This is the simplest way to extract data to the database. To create an Extract action, first click on the Extract
menu item, then select the Kinds you want to extract, and click OK. If more than one Kind is chosen, Helium Scraper will figure out by analyzing the HTML structure how to organize the extracted data in rows. Normally, elements that share the same HTML parent node will share the same row in the data table.
On the next window you can modify various extraction parameters and the structure of the output table. Here is the list of parameters and their functions:
| Id Column Name |
If specified, adds an Id Column to the generated table with the given name. This Id can be then gathered by using the ID_{Table Name} property gatherer to keep rows in different tables related to each other in a coherent way.
| Column Name |
The name of the column in the data table where the data will be extracted.
| Kind Name |
The Kind to be extracted.
| Property |
The Property to be extracted from the selected Kind. Only Extraction Properties will be listed. These properties can be set from the Project -> Options menu item.
| Req. Mode |
Requirement Mode. Determines whether the required amount must be at least or exactly the amount given in the Req. Amount column.
| Req. Amount |
Required Amount. The amount of elements that must be selected. If the requirement is not met, a Message Box will appear.
| Unique |
Causes this column to be the or one of the columns that are used by the Extract action to uniquely identify a row. If more than one Unique column is used, every distinct occurrence of all Unique columns considered together will serve as the row identifier.
This means that a row where Column1's value is A, and Column2's value is B, will be considered as different than a row where Column1's value is A and Column2's value is C, despite the fact that Column1's value is A in both rows.

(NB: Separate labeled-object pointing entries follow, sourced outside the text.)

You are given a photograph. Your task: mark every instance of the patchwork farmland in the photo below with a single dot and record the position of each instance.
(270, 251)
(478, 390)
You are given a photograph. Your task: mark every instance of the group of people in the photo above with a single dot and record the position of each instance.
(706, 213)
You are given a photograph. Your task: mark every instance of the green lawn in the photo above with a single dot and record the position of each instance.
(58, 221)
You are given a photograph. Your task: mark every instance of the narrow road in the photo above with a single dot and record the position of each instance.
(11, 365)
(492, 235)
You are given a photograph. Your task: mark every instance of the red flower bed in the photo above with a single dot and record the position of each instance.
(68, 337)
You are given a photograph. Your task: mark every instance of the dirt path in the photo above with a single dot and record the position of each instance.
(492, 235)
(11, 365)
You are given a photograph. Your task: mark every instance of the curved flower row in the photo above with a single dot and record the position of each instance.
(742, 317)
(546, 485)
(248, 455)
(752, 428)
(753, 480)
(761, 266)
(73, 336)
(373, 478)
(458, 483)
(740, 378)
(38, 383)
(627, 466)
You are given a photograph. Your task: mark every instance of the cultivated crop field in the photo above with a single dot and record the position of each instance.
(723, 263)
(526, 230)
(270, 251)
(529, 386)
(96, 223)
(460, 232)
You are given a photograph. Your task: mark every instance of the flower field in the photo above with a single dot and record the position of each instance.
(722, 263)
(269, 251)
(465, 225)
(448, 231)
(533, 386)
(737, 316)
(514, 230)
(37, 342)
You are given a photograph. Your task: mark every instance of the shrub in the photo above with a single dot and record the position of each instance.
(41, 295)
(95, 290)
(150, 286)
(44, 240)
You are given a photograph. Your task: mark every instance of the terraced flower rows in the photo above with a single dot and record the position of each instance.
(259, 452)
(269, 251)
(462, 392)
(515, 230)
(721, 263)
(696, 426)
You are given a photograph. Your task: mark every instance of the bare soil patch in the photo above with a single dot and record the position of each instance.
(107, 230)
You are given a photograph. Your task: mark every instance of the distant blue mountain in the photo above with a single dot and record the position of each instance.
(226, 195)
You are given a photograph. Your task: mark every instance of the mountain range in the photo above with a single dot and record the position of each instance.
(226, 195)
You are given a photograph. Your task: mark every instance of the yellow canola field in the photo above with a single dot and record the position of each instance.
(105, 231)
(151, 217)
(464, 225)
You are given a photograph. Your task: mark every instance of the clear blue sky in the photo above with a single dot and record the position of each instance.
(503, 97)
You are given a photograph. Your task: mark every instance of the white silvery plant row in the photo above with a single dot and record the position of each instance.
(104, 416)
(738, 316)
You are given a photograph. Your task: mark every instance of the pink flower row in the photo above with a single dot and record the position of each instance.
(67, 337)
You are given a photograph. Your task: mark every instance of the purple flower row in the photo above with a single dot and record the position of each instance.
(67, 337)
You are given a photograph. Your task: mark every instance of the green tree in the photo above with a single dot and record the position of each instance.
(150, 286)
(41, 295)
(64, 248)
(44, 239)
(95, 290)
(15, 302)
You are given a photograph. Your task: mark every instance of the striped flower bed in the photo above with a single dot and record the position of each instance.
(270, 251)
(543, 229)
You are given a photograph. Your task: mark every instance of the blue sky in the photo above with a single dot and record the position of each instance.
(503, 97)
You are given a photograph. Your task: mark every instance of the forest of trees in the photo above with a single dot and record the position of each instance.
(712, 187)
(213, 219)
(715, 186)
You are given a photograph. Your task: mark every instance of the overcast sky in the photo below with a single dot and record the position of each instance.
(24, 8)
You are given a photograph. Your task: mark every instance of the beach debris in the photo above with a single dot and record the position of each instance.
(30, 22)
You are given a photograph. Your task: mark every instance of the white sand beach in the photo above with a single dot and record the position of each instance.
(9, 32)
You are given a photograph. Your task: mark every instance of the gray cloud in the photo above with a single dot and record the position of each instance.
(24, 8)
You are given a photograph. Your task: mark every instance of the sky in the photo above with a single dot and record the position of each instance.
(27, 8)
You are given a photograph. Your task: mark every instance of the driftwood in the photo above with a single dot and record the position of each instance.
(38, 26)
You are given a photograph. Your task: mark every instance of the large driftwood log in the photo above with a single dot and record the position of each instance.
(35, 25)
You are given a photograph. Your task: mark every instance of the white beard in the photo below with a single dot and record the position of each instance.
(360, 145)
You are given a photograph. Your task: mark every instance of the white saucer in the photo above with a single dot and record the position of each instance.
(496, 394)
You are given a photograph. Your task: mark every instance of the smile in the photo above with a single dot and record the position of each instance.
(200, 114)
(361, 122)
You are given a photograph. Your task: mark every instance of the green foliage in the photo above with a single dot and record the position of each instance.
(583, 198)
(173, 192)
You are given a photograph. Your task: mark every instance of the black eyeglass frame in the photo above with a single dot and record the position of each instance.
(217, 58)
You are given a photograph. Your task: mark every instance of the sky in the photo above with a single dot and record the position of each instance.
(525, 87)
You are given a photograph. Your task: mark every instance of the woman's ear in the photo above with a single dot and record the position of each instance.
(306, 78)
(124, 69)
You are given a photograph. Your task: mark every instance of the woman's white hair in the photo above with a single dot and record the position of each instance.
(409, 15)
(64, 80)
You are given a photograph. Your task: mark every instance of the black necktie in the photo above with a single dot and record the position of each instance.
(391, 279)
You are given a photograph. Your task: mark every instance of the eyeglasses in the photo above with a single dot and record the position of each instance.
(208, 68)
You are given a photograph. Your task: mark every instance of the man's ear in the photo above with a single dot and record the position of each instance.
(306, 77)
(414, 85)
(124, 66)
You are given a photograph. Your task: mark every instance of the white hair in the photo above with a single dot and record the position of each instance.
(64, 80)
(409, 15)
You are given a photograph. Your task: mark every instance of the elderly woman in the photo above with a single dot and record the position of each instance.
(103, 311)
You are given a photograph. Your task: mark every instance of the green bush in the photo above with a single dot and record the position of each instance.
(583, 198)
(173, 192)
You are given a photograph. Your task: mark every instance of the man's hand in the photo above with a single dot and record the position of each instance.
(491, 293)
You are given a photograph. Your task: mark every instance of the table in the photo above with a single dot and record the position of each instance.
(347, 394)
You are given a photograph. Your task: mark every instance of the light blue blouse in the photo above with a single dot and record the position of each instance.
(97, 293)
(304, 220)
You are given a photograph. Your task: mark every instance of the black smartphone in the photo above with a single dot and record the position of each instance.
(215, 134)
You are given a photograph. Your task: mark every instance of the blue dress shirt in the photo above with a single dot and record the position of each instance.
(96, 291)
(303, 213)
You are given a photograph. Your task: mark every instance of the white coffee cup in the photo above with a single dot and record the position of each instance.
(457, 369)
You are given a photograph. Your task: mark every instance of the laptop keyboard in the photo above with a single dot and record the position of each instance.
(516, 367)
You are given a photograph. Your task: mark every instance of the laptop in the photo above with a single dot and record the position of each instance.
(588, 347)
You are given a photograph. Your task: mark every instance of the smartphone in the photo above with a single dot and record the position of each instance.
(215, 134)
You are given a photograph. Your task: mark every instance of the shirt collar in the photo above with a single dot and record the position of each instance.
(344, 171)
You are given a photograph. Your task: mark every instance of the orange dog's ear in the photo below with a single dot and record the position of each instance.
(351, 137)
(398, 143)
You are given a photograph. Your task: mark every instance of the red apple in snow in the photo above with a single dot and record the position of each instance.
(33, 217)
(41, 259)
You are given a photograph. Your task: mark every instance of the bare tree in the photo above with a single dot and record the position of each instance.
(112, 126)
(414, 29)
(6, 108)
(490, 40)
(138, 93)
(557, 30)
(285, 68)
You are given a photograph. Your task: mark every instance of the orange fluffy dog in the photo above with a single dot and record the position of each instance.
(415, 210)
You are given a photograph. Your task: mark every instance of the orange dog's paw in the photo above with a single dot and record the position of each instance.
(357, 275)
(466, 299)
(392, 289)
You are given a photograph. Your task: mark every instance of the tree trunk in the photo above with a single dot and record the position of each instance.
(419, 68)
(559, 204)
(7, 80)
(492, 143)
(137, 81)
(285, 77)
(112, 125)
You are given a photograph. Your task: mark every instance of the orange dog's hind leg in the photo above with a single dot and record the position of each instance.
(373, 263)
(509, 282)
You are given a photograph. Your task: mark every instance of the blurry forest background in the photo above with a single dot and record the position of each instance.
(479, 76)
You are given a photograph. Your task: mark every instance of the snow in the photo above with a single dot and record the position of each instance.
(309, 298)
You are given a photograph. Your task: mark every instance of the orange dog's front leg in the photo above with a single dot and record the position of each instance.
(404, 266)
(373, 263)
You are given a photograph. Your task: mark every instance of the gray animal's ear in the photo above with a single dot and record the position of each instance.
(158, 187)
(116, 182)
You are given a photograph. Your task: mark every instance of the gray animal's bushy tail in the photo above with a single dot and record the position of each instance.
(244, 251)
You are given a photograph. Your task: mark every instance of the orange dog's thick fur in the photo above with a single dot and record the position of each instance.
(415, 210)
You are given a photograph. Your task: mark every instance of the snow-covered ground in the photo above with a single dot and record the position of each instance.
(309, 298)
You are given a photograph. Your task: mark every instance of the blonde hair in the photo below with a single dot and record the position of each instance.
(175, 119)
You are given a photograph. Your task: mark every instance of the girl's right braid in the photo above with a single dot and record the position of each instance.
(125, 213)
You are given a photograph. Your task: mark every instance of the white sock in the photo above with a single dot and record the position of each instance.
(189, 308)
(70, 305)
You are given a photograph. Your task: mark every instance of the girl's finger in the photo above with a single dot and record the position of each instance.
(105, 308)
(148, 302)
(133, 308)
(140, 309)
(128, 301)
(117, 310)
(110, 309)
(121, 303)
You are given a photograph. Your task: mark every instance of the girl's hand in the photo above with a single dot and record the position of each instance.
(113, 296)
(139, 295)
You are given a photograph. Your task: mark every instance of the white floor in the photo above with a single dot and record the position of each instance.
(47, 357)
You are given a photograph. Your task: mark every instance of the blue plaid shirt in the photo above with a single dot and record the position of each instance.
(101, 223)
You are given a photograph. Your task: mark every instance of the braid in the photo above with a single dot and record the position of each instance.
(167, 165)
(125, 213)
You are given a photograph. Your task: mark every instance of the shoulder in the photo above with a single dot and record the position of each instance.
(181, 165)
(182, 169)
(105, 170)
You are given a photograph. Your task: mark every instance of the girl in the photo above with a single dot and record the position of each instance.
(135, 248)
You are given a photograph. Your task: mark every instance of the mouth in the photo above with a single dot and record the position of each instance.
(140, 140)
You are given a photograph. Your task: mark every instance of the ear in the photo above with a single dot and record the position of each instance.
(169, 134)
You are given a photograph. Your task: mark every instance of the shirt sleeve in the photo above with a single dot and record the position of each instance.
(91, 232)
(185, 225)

Whenever a row is about to be extracted, the target table will be queried for a row that matches the Unique columns to be extracted. If found, the row will be updated with the new non Unique values if these are different than the stored ones, or otherwise ignored.
| Download |
If checked, Helium Scraper will try to download the resource at the location given by the value of the selected Property. For example, setting the Property column to SrcAttribute will download the images if the selected Kind selects image elements. The value in the data table will be the name of the downloaded file instead of the value of the selected Property. The Downloads Folder can be set at Project -> Options in the main menu.
| Data Type |
Sets the Data Type of the column to be created. These are the available options:
| Custom DT |
Used when the Data Type field is set to Custom. Let you use any Jet SQL (MS Access) data type. When used, the Max Length field is ignored. Any parameter must be set in the Custom DT field itself.
| Max Length |
Used with theText and Numeric data types. See the Data Type field for details.
If the Simulate option is checked, no extraction will be performed, but information will be stored in the Virtual Tree as normally, except that elements "inserted" in the data table will have a NULL ID.
This action cannot contain child nodes.